Kyoto Kid - 24 August 2012 08:09 PM
...the child character below was created with V4 and an injected Thorne character body shape as the base. Scaling of individual body regions and limbs was employed and there was no breaking of any joints or limbs or other mesh distortions. This was also done in Studio 2.3 which did not have the benefit of the Morph follower for clothing fits (clothing was all manually fitted). Yes it may have required more effort than working with Genesis, but it still worked.
Scaling V4’s body parts works well with some scalings, others not so much, and also depending on which program she’s used in.
Leg lengthening or shortening, for instance, is generally fine. However, in the example I mentioned above, where I was wanting to broaden a V4, V5 or S5 shaped Genesis’s shoulders, using the provided dials for chest width, shoulder width and shoulder size I got just what I wanted, with those dials actually increasing the xscale of the chest and collars, increasing the scale of the collars, and decreasing the y and z scale of the collars; and the whole collar/armpit area was still great when I put the arms down at the figure’s sides.
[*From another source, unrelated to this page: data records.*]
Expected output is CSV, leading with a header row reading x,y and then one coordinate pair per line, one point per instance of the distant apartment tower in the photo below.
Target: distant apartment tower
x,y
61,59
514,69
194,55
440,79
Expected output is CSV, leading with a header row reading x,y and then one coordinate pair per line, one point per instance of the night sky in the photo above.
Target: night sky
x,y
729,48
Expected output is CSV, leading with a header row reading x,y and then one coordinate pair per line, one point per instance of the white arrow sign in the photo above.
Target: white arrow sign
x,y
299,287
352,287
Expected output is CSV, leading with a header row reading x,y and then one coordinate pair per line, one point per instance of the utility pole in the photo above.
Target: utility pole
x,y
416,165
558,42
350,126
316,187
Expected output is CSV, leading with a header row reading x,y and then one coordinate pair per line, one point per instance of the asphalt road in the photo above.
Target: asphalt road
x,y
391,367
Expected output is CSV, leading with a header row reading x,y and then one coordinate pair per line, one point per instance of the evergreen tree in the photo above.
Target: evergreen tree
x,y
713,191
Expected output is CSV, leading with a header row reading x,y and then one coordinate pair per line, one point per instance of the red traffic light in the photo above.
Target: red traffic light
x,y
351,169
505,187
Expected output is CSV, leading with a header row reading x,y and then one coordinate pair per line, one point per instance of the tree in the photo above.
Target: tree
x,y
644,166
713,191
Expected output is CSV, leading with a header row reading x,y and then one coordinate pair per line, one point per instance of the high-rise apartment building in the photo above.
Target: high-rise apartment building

In DS, copying the same scaling factors to a V4 and putting her arms down, the whole collar/armpit area was awful - worse even than default V4. And e.g. the Perfect V4 morphs in this case don’t help as a lot of the mesh has shifted around where it is in relation to the joint, so the ‘correction’ of the Perfect V4 JCM is now moving vertices in what are now the wrong directions. And in Poser it’s even worse: on putting the arms down, the shldr body parts are no longer lined up with the collars.
As I say, it depends what a user’s particular needs are. But in the general case, Genesis works well through a wider range of body part proportion changes than V4, with the clothing just going with it, and the better bending of the Triax weight-mapped joints always present; wheras the add-on V4 bending improvement JCMs are too dependent on the V4 geomtery’s relation to the default rig to work with some proportion changes, and doesn’t apply to the clothes and their bending anyway.
If you can get what you want with V4, that’s great. But it remains true that with Genesis you get a wider range of useable adjustments to the shape and proportions.